Multicorn
ai-101agentsevaluationsafetyshield

How to Evaluate an AI Agent Before You Trust It

A practical checklist for deciding whether an AI agent is safe to deploy. Covers permission footprint, data handling, spending controls, kill switches, and more.

Multicorn Team

The short version

Before you let an AI agent access your email, calendar, files, or payment methods, you should evaluate it the same way you would evaluate a new employee or a new piece of software. This article provides a practical checklist of questions to ask before deploying any agent on your team, covering permissions, data handling, spending, oversight, and the ability to shut things down quickly.

Why evaluation matters

Over the past few articles, we have covered the ways agents can go wrong: sending the wrong email, exceeding spending limits, and acting without a proper audit trail. In each case, the root cause was the same: the agent was deployed without sufficient evaluation of what it could do and what controls were in place.

Evaluating an agent before deployment is not about slowing down adoption. It is about making sure the agent is set up to succeed, and that your team is set up to catch problems before they become crises.

The evaluation checklist

Work through these questions for any agent before granting it access to your team's tools and services.

1. What permissions does this agent request?

Ask the agent provider, or check the documentation, for a complete list of permissions the agent requires. Then ask yourself:

  • Does the agent need all of these permissions for the tasks I want it to do?
  • Can I reduce the permission set? (See What Permissions Does Your AI Agent Actually Need?)
  • Does the agent request write or delete access to services where it only needs to read?
  • Can permissions be granted individually, or is it all-or-nothing?

Red flag: The agent requires broad access to many services and does not explain why each permission is needed.

2. What happens to the data the agent processes?

Understand where your data goes when the agent handles it:

  • Does the agent send data to an external server, or does it process everything locally?
  • Is your data used to train or improve the agent's underlying model? (See Is My Data Safe with AI Tools?)
  • Where is the data stored, and for how long?
  • Can you opt out of data collection?

Red flag: The agent's privacy policy is vague about data storage and training, or there is no opt-out option.

3. Can you set spending limits?

If the agent can make purchases, trigger paid services, or incur costs of any kind:

  • Can you set per-transaction spending limits?
  • Can you set daily and monthly caps?
  • What happens when the agent hits a limit? Is the action blocked before it happens, or just flagged after?
  • Can you configure approval thresholds for spending above a certain amount?

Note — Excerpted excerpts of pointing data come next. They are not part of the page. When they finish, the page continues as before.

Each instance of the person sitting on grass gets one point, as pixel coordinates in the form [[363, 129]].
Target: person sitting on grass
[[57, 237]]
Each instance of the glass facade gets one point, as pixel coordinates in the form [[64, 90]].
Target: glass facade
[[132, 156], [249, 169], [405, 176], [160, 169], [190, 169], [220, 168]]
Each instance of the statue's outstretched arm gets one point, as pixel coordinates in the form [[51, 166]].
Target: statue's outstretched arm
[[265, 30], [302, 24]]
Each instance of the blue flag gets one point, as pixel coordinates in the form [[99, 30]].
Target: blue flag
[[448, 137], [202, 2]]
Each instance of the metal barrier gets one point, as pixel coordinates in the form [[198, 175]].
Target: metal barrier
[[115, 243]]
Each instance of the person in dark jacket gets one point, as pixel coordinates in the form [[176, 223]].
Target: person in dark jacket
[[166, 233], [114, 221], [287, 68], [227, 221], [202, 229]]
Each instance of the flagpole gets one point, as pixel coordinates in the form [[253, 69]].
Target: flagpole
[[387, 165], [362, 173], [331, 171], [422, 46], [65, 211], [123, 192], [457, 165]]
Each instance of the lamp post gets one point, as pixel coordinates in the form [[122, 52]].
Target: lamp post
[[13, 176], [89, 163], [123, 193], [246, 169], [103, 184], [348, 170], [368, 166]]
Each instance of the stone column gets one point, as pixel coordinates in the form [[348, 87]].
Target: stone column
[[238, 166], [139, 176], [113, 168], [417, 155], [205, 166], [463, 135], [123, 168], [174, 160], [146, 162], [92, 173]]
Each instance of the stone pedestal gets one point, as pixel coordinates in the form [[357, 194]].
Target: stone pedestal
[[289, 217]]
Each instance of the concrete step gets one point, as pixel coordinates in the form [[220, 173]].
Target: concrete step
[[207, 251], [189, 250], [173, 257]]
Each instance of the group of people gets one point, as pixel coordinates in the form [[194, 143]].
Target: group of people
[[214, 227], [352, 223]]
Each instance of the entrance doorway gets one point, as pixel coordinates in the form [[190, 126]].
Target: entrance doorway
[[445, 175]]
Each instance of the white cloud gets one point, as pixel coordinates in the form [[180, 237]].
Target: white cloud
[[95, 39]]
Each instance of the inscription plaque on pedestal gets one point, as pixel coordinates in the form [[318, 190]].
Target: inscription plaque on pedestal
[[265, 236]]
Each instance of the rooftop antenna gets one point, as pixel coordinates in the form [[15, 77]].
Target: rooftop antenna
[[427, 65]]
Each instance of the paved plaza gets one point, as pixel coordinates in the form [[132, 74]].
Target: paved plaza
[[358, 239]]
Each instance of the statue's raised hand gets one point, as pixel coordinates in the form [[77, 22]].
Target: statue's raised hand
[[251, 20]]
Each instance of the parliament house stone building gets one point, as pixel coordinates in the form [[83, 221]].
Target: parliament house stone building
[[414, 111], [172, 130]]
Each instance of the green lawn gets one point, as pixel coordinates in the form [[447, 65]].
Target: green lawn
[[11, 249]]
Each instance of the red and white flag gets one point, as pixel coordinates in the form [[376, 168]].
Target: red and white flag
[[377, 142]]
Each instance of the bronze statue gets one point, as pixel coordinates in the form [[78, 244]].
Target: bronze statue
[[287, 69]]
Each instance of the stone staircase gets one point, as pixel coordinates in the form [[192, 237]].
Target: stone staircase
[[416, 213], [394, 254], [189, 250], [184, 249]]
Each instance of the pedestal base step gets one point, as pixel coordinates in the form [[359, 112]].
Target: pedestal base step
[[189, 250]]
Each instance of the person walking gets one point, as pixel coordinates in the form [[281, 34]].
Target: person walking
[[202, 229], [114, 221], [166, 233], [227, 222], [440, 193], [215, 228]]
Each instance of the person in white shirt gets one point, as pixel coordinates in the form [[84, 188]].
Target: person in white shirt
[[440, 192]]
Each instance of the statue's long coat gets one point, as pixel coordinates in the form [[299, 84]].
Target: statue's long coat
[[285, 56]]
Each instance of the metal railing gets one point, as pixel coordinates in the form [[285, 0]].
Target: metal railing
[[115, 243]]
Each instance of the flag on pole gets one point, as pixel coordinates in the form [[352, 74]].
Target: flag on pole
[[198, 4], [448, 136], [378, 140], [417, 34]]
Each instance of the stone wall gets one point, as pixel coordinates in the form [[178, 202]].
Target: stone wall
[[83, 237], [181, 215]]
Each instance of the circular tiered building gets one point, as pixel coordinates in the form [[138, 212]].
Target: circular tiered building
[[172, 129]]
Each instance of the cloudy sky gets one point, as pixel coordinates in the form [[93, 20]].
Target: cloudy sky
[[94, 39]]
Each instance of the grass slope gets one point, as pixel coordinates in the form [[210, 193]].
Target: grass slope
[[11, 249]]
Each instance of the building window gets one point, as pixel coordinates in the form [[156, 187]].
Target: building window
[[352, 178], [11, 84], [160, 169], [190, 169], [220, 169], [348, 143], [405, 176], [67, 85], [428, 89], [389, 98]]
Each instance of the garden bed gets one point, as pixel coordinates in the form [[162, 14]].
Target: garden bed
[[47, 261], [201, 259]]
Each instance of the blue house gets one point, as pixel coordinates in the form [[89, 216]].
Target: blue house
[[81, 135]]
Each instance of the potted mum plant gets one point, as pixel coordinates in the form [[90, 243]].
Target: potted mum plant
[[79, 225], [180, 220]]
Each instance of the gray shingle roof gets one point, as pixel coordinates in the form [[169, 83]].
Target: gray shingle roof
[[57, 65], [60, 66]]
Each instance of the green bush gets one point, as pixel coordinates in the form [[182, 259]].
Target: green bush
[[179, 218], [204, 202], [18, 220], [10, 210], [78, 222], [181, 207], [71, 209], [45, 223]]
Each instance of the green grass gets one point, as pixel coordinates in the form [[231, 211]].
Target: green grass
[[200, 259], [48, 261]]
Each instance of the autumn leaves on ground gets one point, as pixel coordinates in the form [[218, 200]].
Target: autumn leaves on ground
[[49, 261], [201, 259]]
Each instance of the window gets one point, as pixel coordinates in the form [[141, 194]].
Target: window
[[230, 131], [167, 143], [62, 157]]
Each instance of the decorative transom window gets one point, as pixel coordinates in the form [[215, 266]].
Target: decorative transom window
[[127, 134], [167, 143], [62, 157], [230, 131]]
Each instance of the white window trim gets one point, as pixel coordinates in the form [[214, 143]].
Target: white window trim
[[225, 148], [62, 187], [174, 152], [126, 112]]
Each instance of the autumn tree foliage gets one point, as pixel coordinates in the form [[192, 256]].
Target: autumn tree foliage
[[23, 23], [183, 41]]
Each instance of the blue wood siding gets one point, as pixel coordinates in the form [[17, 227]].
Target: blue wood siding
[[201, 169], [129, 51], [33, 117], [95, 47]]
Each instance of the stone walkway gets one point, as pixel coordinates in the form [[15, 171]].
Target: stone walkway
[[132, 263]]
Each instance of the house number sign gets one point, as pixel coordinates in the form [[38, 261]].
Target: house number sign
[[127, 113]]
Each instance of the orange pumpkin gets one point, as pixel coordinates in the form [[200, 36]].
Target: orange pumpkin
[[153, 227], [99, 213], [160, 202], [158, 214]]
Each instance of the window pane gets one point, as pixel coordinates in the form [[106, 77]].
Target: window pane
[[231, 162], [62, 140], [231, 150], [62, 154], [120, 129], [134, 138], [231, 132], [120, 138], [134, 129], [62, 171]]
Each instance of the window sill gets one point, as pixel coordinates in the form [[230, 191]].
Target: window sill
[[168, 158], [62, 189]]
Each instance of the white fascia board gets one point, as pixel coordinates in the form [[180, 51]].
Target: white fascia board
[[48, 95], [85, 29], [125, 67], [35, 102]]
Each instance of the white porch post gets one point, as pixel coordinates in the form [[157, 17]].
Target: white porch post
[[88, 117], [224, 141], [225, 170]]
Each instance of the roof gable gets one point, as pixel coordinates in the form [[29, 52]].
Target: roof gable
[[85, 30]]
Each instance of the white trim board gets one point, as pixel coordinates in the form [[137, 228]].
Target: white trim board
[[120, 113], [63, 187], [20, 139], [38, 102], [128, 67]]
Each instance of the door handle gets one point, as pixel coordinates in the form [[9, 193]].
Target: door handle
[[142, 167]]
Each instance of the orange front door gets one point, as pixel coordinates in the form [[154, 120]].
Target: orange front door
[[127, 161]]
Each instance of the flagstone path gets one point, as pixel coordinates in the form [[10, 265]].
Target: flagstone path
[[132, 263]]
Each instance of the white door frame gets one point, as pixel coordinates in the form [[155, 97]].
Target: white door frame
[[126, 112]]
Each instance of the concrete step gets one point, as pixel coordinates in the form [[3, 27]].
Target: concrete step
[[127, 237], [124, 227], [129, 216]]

Red flag: The agent can spend money on your behalf with no built-in limits or approval steps.

4. Is there an activity record?

You need to know what the agent is doing:

  • Does the agent record every action it takes?
  • Can you review the activity in a dashboard or interface that non-technical team members can understand?
  • Are records tamper-evident? Can they be edited or deleted after the fact?
  • Can you export records for compliance or incident review?

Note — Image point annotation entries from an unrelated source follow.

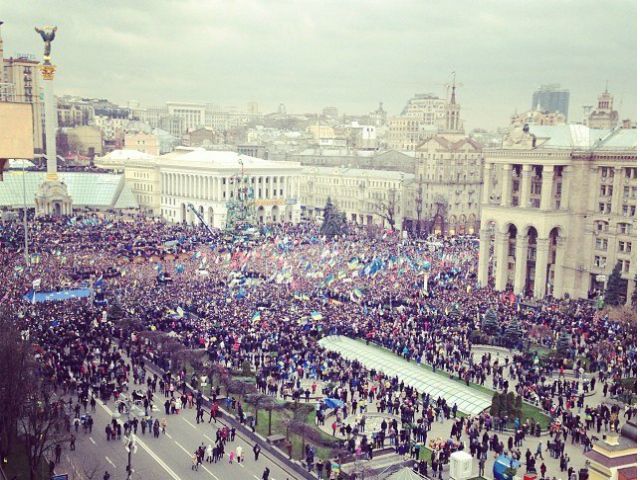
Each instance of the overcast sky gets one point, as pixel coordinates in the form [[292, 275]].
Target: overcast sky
[[350, 54]]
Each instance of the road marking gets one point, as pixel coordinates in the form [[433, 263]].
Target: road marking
[[188, 422], [211, 473], [184, 449], [144, 446]]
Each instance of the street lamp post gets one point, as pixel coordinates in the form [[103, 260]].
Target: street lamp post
[[24, 216]]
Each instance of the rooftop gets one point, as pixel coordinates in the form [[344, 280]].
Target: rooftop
[[96, 190]]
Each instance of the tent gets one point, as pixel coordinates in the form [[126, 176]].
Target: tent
[[333, 403]]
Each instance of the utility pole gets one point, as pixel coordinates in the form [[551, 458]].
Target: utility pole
[[24, 216], [419, 204]]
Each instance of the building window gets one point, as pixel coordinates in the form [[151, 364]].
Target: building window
[[600, 261], [624, 228]]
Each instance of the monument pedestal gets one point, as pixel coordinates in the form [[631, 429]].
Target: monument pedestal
[[52, 199]]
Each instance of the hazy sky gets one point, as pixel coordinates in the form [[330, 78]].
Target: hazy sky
[[345, 53]]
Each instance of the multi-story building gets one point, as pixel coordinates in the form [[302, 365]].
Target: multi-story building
[[142, 142], [424, 116], [603, 116], [21, 72], [551, 98], [538, 117], [367, 197], [448, 185], [208, 180], [559, 211]]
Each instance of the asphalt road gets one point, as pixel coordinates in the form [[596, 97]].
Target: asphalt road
[[167, 457]]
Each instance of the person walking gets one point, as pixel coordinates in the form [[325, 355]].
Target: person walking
[[239, 454]]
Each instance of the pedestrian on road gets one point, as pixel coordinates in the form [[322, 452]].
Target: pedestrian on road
[[239, 453]]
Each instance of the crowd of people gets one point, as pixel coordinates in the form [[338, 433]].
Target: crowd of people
[[268, 299]]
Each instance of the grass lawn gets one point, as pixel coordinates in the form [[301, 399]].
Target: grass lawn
[[279, 420]]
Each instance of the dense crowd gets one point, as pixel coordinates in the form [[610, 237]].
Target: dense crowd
[[268, 299]]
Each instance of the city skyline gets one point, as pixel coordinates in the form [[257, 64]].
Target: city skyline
[[351, 60]]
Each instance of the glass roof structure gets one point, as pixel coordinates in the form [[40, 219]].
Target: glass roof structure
[[470, 400], [96, 190]]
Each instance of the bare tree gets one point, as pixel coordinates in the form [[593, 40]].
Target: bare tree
[[15, 359], [41, 422]]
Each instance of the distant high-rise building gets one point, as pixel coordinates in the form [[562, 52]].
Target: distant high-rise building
[[551, 98], [604, 116]]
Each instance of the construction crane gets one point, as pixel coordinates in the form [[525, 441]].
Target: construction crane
[[197, 214]]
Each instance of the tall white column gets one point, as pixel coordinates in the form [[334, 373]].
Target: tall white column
[[486, 183], [507, 185], [558, 268], [522, 243], [483, 261], [501, 251], [542, 261], [566, 186], [51, 122], [547, 187], [525, 186]]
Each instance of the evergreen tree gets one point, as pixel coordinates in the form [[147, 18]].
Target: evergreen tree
[[563, 346], [616, 288], [490, 322], [513, 334], [495, 410]]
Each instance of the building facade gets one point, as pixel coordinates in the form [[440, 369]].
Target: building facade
[[559, 211], [603, 116], [448, 186], [169, 185], [367, 197], [424, 116], [551, 98]]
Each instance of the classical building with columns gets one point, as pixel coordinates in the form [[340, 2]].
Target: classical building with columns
[[559, 211], [167, 185]]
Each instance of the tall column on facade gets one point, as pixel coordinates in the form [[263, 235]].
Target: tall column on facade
[[483, 261], [542, 261], [525, 186], [507, 185], [522, 244], [501, 251], [547, 187], [566, 186], [52, 196], [558, 268], [486, 183], [618, 186]]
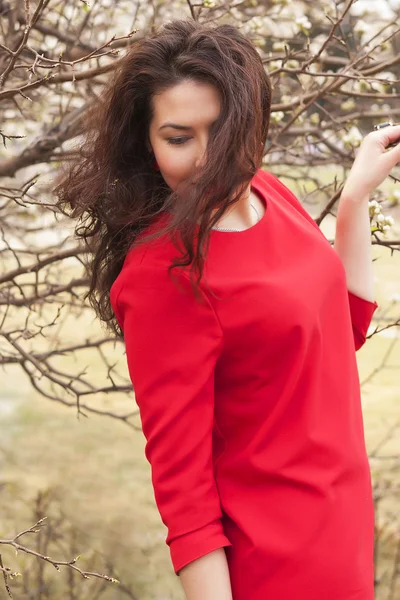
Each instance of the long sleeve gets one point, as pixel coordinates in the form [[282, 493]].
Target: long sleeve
[[172, 344], [361, 310]]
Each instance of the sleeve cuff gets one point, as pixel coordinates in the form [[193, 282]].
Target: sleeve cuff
[[190, 546]]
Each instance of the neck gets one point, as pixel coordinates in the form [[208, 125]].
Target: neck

Red flag: There is no built-in activity record, or the record only shows successful actions and not blocked ones.

5. Can you revoke access instantly?

When something goes wrong, you need to stop the agent immediately:

  • Can you revoke the agent's access to all services with a single action?
  • Does revocation take effect immediately, or is there a delay?
  • Can you revoke access to specific services individually, or only all at once?
  • After revocation, does the agent retain any cached data or credentials?

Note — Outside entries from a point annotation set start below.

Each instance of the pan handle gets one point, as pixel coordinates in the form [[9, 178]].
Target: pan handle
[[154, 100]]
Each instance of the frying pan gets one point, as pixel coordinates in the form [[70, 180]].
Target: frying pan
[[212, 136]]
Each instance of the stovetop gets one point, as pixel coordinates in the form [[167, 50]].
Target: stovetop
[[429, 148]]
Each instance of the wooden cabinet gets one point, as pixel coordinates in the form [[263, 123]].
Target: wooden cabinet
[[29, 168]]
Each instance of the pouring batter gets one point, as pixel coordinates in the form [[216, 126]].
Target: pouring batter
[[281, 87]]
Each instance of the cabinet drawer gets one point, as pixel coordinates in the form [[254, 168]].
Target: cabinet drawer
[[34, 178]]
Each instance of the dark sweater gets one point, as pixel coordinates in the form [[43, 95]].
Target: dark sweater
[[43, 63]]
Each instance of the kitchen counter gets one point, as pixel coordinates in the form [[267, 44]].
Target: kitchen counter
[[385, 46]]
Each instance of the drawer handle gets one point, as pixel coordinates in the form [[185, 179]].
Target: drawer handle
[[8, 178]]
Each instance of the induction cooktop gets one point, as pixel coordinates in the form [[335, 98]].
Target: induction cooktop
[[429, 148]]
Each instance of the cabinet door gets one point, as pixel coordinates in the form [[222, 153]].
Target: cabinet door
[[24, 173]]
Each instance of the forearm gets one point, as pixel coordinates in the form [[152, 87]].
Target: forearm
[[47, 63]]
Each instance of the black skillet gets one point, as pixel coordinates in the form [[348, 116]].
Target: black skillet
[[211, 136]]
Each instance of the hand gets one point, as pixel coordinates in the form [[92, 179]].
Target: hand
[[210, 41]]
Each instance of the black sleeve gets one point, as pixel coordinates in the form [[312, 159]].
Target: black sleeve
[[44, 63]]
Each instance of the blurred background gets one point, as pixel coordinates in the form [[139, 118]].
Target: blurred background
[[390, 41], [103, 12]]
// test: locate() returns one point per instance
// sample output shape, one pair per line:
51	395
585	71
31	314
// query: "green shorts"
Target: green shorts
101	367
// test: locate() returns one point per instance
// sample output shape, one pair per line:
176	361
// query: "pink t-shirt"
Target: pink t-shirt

Red flag: There is no clear way to stop the agent quickly, or revocation requires contacting support.

6. Does the agent support human review for high-stakes actions?

For actions that are difficult or impossible to reverse:

  • Can you configure the agent to pause and request approval before certain actions?
  • Can you define which actions require approval and which can proceed automatically?
  • How are approval requests delivered? Email, dashboard notification, messaging app?
  • What happens if no one approves within a certain time? Does the action proceed or stay paused?

Red flag: The agent acts autonomously on all actions with no option for human review on sensitive ones.

7. What is the agent's track record?

Look beyond the marketing:

  • How long has this agent been available?
  • Are there public reviews, case studies, or testimonials from teams similar to yours?
  • Does the provider publish incident reports or post-mortems when things go wrong?
  • Is the agent or its underlying framework open-source, so you can inspect how it works?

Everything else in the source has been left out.